We’ve seen a few H-bridge circuits around these parts before, and here’s another application. This time we have an Old Train Station Clock which has been refurbished after being picked up for cheap at the flea market. These are big analog clocks which used to be common at railway stations around the world.
This build uses an ESP32 C3-mini microcontroller (PDF) in combination with an A4988 Microstepping Motor Driver (PDF). The logic is handled with MicroPython code. The A4988 provides two H-bridge circuits, one for each of two stepper motors, only one of which is used in this build.
The controller for this clock needs to send an alternating positive then negative DC pulse every minute to register that a minute has passed so the clock can update its hour hand and minute hand as appropriate. The ESP32 and the A4988 H-bridge cooperate to make that happen. The wifi on the ESP32 C3-mini is put to good use by facilitating the fetching of the current time from the internet. On an hourly basis the clock gets the current time with a HTTP call to a time server API, for whatever is suitable for your time zone.
Thanks to [PiotrTopa] for writing in to let us know about his project. If you’re interested in learning more about H-bridge applications be sure to check out Introduction To The H-bridge Motor Controller and A H-Bridge Motor Controller Tutorial Makes It Simple To Understand.

The A4988 is /not/ a H-bridge and cannot be used as one, as it has integral logic to create the waveforms for a stepper motor. You can however just connect up the clock solenoid to one of its outputs and just “step” the motor around. This still doesn’t make it a H-bridge though.

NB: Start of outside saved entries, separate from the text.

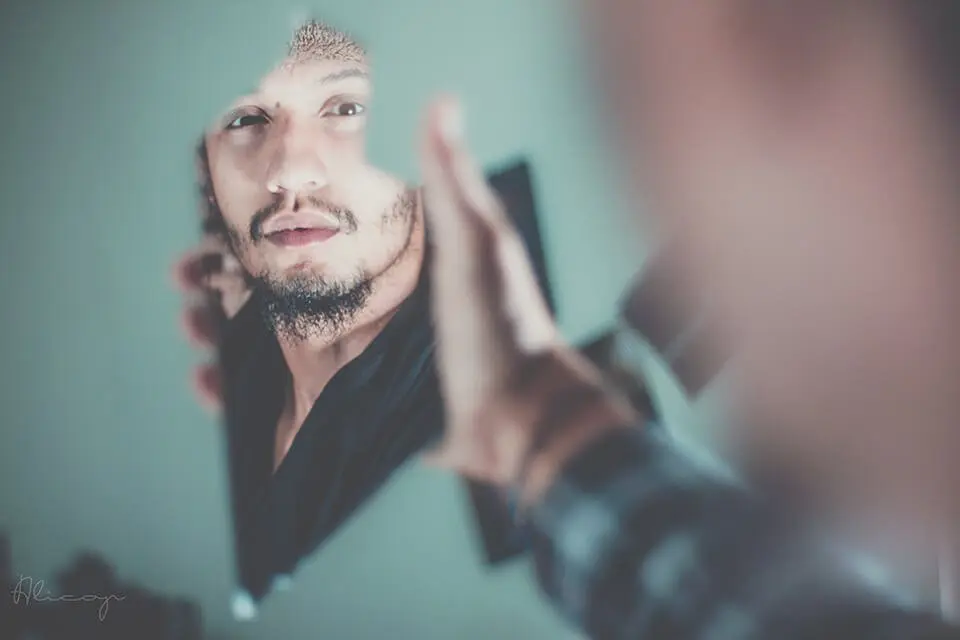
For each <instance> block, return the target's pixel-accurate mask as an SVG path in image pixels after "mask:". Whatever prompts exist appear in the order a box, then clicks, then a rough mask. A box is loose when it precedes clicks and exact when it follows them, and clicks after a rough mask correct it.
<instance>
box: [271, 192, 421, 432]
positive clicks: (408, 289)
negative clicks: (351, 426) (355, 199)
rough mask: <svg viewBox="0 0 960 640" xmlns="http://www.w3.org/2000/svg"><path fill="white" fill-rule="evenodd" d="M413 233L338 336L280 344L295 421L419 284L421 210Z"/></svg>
mask: <svg viewBox="0 0 960 640" xmlns="http://www.w3.org/2000/svg"><path fill="white" fill-rule="evenodd" d="M413 225H414V227H413V232H412V237H411V239H410V243H409V245H408V246H407V247H406V249H405V250H404V252H403V255H402V256H401V257H400V258H399V259H398V260H397V261H396V262H395V263H394V264H393V265H392V266H390V268H388V269H387V270H386V271H385V272H384V273H382V274H381V275H379V276H378V277H377V278H376V279H375V280H374V281H373V283H372V284H373V290H372V292H371V295H370V298H369V300H368V301H367V304H366V305H365V306H364V308H363V309H362V310H361V311H360V313H359V314H358V315H357V317H356V318H355V319H354V320H353V321H352V322H351V323H350V324H349V325H348V326H347V327H346V328H345V329H344V330H343V331H341V332H339V333H337V334H336V335H316V336H312V337H310V338H308V339H306V340H298V341H284V340H281V341H280V349H281V351H282V352H283V357H284V360H285V361H286V363H287V367H288V369H289V370H290V374H291V380H292V384H293V388H292V389H291V392H292V395H291V396H290V397H289V399H288V403H291V404H292V406H289V405H288V410H291V413H292V416H293V419H294V421H295V422H301V421H302V420H303V419H305V418H306V414H307V413H309V411H310V409H311V408H312V407H313V404H314V403H315V402H316V400H317V398H318V397H319V396H320V393H321V392H322V391H323V389H324V387H326V385H327V383H328V382H329V381H330V379H331V378H333V376H334V375H335V374H336V373H337V372H338V371H339V370H340V369H341V368H343V367H344V366H345V365H346V364H347V363H349V362H350V361H351V360H353V359H354V358H356V357H357V356H359V355H360V354H361V353H362V352H363V351H364V350H365V349H366V348H367V347H368V346H369V345H370V343H371V342H373V340H374V339H375V338H376V337H377V336H378V335H379V334H380V332H381V331H382V330H383V328H384V327H385V326H386V325H387V323H388V322H389V321H390V319H391V318H392V317H393V316H394V314H395V313H396V312H397V310H398V309H399V307H400V305H401V304H403V302H404V300H406V299H407V298H408V297H409V296H410V294H411V293H413V291H414V289H416V286H417V283H418V281H419V279H420V271H421V266H422V265H423V256H424V250H425V244H426V241H425V236H424V227H423V213H422V211H421V210H420V208H419V207H418V208H417V211H416V214H415V217H414V222H413Z"/></svg>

I agree. Much simpler solution would be to build a rotary AC-AC converter. A low power AC motor, something like Besel SEH 56-4A, connected to a rewired car alternator would produces a true 3-phase AC electricity as expected by the cock.

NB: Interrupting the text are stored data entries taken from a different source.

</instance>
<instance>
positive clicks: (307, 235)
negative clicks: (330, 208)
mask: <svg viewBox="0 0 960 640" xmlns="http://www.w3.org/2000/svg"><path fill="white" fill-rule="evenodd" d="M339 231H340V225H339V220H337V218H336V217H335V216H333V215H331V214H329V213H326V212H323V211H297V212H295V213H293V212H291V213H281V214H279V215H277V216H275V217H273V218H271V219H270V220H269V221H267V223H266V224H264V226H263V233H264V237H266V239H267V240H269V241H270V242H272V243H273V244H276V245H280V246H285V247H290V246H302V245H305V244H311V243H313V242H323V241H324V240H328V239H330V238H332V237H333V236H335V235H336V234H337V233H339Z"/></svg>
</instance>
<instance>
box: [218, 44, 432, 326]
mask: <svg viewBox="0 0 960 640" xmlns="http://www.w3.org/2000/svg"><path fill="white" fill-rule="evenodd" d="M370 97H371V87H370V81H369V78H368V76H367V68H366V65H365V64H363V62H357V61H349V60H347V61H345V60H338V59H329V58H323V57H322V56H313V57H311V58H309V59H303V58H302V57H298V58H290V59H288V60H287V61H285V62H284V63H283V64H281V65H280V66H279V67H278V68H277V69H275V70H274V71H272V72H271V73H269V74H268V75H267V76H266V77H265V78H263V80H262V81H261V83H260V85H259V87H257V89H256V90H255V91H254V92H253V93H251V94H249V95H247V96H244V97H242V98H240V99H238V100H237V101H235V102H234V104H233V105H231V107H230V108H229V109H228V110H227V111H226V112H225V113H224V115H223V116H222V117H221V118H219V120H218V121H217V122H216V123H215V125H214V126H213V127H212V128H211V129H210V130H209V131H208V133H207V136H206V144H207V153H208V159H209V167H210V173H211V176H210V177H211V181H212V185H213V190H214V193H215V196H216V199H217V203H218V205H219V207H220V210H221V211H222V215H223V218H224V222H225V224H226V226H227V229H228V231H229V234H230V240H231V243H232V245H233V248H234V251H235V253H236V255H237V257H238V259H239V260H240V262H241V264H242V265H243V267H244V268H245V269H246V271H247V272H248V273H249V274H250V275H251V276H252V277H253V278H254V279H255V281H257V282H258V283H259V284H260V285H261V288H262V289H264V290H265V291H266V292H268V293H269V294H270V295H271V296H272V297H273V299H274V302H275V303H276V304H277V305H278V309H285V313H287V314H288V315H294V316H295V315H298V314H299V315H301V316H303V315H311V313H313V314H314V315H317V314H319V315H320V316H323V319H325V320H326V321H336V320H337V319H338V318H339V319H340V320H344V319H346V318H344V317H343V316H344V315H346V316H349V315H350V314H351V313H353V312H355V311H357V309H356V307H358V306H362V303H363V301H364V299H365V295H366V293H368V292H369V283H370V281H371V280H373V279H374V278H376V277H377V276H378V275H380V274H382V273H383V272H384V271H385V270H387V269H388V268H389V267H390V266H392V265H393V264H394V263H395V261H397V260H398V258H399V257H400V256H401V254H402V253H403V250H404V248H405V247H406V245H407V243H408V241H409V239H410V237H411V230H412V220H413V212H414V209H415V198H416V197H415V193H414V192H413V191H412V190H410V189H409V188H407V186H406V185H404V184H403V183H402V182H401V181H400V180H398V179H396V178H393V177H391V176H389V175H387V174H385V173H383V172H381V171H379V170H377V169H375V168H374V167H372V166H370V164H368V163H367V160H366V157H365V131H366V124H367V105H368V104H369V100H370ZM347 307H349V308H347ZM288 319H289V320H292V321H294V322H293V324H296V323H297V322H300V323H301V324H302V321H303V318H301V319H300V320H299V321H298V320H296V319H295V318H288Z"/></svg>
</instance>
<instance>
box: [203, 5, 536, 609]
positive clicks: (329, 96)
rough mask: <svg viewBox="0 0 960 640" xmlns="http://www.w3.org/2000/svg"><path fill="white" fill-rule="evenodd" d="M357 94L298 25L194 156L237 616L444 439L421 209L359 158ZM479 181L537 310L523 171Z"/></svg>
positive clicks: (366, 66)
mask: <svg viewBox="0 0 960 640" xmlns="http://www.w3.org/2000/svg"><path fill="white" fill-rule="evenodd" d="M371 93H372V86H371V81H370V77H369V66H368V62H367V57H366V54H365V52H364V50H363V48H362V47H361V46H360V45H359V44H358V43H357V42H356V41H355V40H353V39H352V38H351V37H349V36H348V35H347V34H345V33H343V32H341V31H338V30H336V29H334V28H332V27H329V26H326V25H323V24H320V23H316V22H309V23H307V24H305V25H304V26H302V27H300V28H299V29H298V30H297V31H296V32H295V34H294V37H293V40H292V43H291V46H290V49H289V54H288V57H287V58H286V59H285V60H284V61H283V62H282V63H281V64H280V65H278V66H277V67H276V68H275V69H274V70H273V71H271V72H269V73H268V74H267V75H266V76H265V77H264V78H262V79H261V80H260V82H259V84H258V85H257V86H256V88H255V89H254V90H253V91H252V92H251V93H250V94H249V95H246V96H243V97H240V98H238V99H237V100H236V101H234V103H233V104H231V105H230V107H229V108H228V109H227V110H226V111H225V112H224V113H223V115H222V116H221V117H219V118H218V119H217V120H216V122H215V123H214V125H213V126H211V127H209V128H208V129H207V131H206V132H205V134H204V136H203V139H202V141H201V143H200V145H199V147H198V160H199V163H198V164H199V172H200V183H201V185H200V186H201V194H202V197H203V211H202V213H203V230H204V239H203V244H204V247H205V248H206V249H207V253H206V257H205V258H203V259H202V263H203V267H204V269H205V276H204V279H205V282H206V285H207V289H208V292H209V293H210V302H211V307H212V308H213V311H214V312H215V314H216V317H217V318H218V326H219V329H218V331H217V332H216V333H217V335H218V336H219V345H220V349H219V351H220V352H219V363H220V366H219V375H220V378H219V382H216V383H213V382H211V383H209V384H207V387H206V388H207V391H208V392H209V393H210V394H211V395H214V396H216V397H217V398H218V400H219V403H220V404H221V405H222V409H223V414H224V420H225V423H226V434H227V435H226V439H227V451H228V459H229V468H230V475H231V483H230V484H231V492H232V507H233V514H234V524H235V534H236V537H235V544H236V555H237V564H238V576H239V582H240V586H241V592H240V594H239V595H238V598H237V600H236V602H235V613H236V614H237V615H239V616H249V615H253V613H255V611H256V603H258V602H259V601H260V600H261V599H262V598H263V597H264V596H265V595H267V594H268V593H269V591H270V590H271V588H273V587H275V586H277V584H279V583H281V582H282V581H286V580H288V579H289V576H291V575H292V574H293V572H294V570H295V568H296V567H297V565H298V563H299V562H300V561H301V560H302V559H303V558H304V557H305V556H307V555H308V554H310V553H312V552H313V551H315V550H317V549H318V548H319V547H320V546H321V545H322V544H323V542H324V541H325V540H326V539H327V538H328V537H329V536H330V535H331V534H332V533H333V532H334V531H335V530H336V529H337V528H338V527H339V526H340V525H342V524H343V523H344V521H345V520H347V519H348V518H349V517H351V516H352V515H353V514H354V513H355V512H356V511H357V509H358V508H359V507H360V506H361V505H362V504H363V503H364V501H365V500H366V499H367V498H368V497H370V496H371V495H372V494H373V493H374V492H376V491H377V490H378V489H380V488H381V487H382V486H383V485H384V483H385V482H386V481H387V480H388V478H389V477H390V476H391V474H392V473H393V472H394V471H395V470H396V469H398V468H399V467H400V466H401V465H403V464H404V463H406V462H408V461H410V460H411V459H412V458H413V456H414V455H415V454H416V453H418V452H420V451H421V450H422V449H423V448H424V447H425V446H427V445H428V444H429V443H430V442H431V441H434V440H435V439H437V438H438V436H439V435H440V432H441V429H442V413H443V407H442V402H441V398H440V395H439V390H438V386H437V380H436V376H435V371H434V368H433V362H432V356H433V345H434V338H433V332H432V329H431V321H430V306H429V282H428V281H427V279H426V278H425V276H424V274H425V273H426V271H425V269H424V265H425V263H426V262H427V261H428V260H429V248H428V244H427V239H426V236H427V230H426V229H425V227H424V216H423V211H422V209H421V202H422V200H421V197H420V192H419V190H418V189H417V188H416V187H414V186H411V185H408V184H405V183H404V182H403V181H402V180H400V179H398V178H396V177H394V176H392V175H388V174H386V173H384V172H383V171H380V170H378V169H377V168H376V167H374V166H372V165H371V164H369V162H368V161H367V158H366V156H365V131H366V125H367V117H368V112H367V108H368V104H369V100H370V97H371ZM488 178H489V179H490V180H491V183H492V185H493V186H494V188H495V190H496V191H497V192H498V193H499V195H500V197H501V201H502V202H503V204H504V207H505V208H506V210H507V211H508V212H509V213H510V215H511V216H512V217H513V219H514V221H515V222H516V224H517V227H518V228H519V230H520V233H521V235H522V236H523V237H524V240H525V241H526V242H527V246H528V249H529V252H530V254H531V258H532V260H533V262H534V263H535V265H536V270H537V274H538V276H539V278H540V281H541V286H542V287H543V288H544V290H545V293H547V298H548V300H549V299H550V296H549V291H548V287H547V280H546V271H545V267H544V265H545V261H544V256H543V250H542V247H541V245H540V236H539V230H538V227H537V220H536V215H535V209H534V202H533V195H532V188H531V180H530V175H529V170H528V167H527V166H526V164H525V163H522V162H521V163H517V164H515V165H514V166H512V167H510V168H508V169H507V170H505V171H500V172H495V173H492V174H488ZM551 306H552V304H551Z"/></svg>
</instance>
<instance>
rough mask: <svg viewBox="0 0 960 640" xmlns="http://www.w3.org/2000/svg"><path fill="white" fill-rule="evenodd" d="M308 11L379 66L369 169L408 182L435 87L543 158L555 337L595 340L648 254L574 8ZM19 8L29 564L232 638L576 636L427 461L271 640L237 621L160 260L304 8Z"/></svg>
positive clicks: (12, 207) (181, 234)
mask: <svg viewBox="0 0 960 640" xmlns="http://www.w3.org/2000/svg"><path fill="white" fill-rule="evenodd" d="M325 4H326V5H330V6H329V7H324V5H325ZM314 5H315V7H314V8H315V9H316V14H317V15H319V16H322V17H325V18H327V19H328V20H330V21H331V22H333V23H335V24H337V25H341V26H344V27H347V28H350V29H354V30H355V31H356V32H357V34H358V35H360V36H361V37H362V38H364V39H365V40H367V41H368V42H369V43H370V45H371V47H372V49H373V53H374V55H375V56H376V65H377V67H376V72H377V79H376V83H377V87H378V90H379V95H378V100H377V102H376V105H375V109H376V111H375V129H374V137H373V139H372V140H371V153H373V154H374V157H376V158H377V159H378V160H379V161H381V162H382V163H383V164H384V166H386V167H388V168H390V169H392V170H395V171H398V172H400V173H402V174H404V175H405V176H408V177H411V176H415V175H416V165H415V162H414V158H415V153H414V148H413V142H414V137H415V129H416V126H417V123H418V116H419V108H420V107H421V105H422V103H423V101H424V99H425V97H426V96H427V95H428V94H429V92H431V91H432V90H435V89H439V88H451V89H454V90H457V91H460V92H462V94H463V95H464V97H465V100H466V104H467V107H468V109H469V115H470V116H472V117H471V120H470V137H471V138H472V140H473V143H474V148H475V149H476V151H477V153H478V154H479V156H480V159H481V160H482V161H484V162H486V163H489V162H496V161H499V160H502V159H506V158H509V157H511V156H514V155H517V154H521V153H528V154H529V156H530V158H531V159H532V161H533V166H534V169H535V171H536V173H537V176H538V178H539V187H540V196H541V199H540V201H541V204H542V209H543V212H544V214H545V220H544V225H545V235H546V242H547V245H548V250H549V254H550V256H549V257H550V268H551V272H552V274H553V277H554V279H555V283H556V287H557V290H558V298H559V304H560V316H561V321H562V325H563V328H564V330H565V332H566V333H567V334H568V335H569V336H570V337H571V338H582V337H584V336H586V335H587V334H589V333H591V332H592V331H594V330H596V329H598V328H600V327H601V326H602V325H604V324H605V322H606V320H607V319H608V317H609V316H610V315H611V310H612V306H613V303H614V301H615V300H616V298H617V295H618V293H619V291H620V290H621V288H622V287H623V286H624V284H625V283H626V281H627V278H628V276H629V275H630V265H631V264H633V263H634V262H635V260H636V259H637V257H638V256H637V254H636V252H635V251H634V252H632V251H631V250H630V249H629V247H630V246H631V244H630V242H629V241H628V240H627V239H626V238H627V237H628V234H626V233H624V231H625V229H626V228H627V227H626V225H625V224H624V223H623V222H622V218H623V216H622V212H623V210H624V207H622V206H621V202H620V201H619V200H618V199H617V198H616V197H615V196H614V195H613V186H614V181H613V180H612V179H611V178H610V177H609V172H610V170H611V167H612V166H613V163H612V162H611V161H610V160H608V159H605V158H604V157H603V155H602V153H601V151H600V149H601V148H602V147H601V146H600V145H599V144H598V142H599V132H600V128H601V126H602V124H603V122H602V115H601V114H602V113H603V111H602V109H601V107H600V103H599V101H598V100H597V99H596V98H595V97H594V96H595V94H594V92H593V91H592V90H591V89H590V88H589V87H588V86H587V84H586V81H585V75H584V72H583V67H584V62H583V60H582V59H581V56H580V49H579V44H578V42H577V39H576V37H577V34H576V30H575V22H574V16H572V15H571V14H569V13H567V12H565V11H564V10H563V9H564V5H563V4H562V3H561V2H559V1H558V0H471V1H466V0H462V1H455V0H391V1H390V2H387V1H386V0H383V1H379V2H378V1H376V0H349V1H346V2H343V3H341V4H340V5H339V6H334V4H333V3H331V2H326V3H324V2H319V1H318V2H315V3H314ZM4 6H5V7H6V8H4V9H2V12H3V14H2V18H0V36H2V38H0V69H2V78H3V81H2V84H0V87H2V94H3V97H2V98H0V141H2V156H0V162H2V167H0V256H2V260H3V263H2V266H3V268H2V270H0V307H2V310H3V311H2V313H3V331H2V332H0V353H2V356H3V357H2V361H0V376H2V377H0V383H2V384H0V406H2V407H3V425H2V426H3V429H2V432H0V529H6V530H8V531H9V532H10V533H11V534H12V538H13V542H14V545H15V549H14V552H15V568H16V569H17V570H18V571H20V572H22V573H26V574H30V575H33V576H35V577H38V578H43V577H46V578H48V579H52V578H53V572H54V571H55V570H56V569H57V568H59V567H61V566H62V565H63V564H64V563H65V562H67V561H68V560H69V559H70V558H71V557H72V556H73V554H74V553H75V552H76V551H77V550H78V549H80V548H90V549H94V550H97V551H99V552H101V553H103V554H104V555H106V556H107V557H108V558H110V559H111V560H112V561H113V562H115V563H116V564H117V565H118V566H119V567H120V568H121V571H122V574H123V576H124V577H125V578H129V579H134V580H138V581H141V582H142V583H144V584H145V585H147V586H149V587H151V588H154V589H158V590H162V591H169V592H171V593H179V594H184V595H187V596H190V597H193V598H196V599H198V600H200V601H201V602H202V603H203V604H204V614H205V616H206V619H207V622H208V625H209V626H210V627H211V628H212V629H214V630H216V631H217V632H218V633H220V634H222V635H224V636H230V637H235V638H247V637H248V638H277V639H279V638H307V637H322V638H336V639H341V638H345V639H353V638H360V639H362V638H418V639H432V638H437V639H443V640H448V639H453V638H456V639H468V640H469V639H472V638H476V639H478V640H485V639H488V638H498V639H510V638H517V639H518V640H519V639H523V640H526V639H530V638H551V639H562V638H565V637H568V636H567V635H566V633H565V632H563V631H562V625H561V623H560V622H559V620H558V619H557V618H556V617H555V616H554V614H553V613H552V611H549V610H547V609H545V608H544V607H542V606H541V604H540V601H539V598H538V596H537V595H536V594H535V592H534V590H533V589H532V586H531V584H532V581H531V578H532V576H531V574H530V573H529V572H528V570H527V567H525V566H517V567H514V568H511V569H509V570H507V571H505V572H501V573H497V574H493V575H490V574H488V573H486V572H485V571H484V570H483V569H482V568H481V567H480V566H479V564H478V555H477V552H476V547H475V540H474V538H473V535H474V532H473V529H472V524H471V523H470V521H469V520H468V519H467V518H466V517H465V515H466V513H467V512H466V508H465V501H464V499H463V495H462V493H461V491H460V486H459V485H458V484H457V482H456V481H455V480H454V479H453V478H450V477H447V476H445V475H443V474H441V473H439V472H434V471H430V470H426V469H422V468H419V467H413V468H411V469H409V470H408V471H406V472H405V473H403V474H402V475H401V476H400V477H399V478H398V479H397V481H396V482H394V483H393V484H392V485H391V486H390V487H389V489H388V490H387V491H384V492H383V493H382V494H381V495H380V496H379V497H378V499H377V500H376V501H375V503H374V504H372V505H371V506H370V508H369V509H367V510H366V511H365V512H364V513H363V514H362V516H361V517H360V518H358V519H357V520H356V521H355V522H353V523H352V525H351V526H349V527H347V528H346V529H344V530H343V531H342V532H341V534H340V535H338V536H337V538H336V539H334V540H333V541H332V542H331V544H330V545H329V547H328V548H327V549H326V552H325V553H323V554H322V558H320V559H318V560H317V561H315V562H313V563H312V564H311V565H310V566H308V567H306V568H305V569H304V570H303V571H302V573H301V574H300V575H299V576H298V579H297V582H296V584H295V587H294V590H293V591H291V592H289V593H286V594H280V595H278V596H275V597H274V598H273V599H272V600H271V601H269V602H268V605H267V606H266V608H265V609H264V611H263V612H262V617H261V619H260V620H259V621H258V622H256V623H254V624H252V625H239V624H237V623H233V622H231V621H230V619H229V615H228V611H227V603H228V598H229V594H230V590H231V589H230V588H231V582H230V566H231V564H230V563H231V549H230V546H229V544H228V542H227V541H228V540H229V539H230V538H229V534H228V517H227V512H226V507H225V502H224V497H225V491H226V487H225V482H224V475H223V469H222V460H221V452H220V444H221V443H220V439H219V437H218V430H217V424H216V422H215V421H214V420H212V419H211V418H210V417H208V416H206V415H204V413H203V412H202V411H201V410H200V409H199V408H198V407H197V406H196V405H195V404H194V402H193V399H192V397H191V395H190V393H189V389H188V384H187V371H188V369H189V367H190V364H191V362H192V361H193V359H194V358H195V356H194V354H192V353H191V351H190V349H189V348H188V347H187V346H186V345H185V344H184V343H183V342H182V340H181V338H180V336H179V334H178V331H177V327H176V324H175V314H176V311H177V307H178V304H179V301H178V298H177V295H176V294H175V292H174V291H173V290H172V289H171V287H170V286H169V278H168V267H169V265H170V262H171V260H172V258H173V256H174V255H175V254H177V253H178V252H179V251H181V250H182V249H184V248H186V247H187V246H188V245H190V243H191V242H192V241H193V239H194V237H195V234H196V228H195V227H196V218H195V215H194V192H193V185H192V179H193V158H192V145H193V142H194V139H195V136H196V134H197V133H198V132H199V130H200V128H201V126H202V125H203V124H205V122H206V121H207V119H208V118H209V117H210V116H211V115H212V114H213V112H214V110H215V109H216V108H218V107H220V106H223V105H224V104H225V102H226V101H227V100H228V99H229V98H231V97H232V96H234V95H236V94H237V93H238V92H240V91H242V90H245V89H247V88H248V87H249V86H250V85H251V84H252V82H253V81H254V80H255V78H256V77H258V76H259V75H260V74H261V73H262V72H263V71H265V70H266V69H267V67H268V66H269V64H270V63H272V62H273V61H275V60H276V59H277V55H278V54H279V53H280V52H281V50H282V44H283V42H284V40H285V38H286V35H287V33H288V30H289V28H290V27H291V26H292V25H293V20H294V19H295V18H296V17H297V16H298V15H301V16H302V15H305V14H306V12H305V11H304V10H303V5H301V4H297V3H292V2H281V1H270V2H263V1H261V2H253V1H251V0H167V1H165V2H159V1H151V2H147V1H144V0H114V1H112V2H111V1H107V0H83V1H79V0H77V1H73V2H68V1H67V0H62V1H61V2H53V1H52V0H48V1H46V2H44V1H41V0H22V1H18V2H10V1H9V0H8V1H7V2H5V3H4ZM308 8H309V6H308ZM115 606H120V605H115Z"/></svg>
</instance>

Never mind reading the original piece. You obviously didn’t even make it to the third paragraph of the summary here before blurting out irrelevant nonsense.
Eh what? You need pulses, not AC waveform :D
Meh, this is a semantic argument. They never claim that the A4988 is an H-Bridge, only that it “provides two H-Bridges” which it does, two DMOS Full Bridge outputs. When you say that one can, “connect up the clock solenoid to one of its outputs and just “step” the motor around,” I see what you mean, but it’s equivalent to saying that you can just, “connect up the clock solenoid to one of the H-Bridges and tell the A4988’s Control Logic to create the desired pulses,”
If your concern is that someone is going to read this and then go buy a 28-pin device marketed as “DMOS Microstepping Driver with Translator and Overcurrent Protection” expecting it to be a 4 transistor circuit, I think you can rest easy. The A4988 is obviously more than two H-Bridges, but it is also that. I think this is a perfectly sane way to describe the project electronically and it’s also the way that the project’s author frames it in their GitHub write-up.
You’ve done writeups on the Swiss railway clock, right?
I don’t think we have? But we have done France https://hackaday.com/2025/07/31/railway-time-why-frances-railways-ran-five-minutes-behind/ and Belgium https://hackaday.com/2021/12/26/belgian-railway-time-for-your-home/ is that close enough? :)
Great. Now I want a train station clock.
I did the same years ago using a double H Bridge SN754410, an ATmega328P and a RTC. It even enforced Dayilight Saving Time by fast-forwarding or pausing the clock for 1hour. I made an open hardware PCB too. It’s in french so it may not be of great interest to most people here. It can be found by searching ArduiBodet.